SOSYAL MEDYANIN SESİ

4 tane patatesin 40 TL’ye satıldığı,
Türkiye’de ineklere yedirilen en kalitesiz ürünleri bize fahiş fiyata satanları, “Yasal Hırsızlar Diyarı” Afroditin adasında keyif sürenleri seyreden, ülkemin kalbi temiz güzel insanları, yine yeniden soyulacağımız güne Günaydın!
(Eralp Şerifoğlu)
 
Yeni yapılanan iskele bölgesinde üniformalı bir grup çocuğa "hangi okula gidersiniz be çocuklar?" diye sordum. Aralarında Türkçe bilen ve bana cevap verebilecek tek bir tane çıkmadı.... bunu ne eleṣtiri olsun diye yazdım ne yadırgamak için sadece burdaki durumu göstermek için yazdım Girne de buna çok yakın ve Lefkoṣa için de çanlar çalıyor.
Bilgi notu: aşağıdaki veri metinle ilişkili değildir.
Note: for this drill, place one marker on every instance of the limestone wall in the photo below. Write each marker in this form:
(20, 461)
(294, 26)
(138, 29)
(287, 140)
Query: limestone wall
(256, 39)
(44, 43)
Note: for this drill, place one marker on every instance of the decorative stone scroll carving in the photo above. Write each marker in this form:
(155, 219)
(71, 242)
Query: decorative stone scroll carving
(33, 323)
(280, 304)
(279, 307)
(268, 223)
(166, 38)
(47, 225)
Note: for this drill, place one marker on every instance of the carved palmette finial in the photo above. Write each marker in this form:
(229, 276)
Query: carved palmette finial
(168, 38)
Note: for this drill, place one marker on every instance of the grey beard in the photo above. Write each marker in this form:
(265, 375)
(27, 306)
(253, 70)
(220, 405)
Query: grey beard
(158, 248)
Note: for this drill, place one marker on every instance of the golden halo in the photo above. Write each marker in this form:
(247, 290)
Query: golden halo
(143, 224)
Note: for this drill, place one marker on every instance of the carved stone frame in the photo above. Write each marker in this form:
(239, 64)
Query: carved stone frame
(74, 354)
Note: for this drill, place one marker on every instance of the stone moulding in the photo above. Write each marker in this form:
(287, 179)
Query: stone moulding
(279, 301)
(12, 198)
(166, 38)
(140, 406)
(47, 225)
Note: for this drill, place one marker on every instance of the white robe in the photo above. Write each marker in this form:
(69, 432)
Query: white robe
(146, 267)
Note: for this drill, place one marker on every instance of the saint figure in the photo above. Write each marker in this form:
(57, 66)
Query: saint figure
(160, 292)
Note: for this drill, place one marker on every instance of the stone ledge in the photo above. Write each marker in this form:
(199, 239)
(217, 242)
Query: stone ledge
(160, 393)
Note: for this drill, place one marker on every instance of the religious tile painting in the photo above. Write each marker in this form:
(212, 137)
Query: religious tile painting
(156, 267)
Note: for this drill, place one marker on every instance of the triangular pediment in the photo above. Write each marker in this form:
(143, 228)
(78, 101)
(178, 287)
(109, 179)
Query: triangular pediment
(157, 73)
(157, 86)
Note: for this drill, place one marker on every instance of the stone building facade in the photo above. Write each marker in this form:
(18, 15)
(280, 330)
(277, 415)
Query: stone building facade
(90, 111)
Multi lingual yeni nesil Kıbrıs'lılar akın akın geliyor....
(Tekin K. Birinci)
 
Memleketçe elektrik zammına verdiğimiz tepki ile Tanya'nın şivesi ile dalga geçilmesine verdiğimiz tepki at başı yarışır durumda.
Tanya konusu halen gündemde bir numero, elektrik ise düşüş trendinde.
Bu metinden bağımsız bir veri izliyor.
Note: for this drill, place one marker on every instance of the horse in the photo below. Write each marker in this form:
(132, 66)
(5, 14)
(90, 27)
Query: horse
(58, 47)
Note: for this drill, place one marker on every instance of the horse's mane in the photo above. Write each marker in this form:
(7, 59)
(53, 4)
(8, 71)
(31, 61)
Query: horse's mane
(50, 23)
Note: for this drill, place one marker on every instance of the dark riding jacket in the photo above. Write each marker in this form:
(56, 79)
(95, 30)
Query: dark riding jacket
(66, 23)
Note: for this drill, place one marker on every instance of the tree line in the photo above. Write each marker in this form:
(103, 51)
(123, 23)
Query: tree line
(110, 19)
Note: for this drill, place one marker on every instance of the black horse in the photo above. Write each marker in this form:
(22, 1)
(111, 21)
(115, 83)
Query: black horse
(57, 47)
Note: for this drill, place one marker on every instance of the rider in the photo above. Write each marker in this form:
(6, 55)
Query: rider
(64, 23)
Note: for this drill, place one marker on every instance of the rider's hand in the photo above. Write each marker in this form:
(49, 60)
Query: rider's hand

Galip burun farkıyla Tanya olacak gibi.
(Cenk Özdağ)
 
 
Yolda trafik polisi durdurdu.
genç bir polis. Gayet kibar ve düzgün duruşlu biri.
Ehliyeti istedi verdim.
"Abi ön far lambası yanmıyor" dedi
"Olamaz yanması gerek" dedim.
"İn bak abi" dedi ve arabadan indim. Doğru söylüyordu uzun farların biri yanmıyordu.
Elimle şiddetli bir tokat attım far camına hemen yandı.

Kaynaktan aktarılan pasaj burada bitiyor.